Der Kläger investierte im Jahr 2007 in Schiffsfonds, indem er eine Beitrittserklärung zur „Zweite Beteiligungsgesellschaft R***** KG“ unterfertigte; er erwarb dadurch über die T***** V***** GmbH eine Kommanditbeteiligung. Grund für seinen Investitionsentschluss war die im Vergleich zum Sparbuch (rund 3 %) deutlich höhere Rendite von 8 %, wobei er davon ausging, in den ersten Jahren fix 8 % aus Ausschüttungen zu erhalten. Die näheren Hintergründe interessierten den Kläger nicht, er sah das Geschäftsmodell und damit seine Einlage als unsinkbar an. Die prognostizierten Ausschüttungen laut dem dem Kläger vorliegenden Prospekt betrugen 8 % über acht Jahre, die nachfolgend bis 24 % steigen sollten; bei einer Auflösung im Jahr 2018 wurde ein prognostiziertes Gesamtergebnis von 178 % ausgewiesen. Dennoch erhielt der Kläger am 14. 7. 2008 für 2007 eine Ausschüttung in Höhe von 7 % seiner Kommanditeinlage, am 30. 6. 2009 für 2008 eine solche in Höhe von 3 %.

Die Vorinstanzen wiesen die seit 26. 6. 2013 gerichtsanhängige Klage wegen Verjährung ab.

Rechtliche Beurteilung

1. Für den Beginn der Verjährungsfrist ist entscheidend, zu welchem Zeitpunkt der Anleger erkannte, dass ‑ entgegen der Zusage ‑ die gewählte Anlageform nicht risikolos war.

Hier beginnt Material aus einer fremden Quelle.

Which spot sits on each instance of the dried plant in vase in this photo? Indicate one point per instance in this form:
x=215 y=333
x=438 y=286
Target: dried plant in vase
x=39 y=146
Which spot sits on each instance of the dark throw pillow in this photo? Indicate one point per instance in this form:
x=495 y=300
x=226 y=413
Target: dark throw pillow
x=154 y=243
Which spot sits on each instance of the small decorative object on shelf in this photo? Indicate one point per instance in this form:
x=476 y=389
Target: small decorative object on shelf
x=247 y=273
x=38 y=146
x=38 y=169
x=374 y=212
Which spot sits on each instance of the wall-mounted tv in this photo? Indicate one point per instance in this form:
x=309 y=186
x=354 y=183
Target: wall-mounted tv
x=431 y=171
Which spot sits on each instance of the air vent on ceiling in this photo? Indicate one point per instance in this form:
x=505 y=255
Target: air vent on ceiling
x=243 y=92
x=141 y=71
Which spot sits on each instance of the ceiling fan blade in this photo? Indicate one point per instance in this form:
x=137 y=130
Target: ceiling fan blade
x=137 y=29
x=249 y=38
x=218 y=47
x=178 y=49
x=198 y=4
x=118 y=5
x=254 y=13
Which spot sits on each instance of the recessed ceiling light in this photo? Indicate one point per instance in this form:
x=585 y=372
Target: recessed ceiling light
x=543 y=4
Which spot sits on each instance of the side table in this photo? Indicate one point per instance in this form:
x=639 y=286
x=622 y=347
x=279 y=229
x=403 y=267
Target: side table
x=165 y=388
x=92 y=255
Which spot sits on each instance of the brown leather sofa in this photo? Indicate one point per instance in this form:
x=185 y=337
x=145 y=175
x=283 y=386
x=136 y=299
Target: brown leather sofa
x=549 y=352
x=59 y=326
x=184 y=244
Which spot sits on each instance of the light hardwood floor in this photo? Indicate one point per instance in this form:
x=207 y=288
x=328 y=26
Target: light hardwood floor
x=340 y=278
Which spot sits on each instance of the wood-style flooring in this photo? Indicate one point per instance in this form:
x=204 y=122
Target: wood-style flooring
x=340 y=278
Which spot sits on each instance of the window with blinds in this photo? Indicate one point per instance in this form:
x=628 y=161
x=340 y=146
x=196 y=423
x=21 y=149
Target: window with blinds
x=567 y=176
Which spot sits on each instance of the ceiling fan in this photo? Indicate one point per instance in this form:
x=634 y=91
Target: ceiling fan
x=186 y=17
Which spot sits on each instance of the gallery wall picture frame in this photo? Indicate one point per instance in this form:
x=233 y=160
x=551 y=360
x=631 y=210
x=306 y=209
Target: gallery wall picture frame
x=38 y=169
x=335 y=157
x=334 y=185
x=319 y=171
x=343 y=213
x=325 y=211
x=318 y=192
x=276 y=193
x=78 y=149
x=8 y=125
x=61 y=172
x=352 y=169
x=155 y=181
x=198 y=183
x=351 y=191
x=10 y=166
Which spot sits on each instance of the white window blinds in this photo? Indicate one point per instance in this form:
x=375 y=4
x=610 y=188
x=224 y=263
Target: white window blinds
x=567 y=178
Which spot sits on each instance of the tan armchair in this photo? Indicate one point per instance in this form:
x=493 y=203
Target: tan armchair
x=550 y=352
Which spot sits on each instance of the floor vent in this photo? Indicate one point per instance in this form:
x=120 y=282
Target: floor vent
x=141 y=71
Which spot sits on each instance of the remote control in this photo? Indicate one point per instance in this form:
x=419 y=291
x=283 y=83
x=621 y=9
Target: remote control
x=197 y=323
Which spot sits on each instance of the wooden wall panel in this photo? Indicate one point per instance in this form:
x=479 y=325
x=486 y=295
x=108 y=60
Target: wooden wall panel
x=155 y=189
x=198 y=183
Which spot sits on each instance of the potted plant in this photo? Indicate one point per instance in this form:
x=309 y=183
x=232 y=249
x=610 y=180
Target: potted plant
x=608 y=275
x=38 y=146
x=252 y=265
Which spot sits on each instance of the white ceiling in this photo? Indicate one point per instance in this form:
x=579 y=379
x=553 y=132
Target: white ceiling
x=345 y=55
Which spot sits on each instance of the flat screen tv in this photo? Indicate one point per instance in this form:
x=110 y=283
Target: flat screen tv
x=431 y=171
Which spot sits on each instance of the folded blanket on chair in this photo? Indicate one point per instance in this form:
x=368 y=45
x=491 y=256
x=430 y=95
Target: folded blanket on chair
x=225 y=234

Ein nach Erkennen der Risikoträchtigkeit der gewählten Anlageform eingetretener weiterer Schaden ist als bloßer Folgeschaden zu qualifizieren, dessen Verjährung gleichfalls mit der Kenntnis vom Eintritt des Erstschadens beginnt. Die Verjährungszeit wird mit der positiven Kenntnis der Rechtsgutverletzung auch dann in Lauf gesetzt, wenn der geschädigte Anleger die Höhe seines Schadens noch nicht beziffern kann, ihm also noch nicht alle Schadensfolgen bekannt sind beziehungweise diese auch noch nicht zur Gänze eingetreten sind. Der drohenden Verjährung muss der geschädigte Anleger mit Feststellungsklage begegnen (stRsp, statt vieler 10 Ob 18/13i).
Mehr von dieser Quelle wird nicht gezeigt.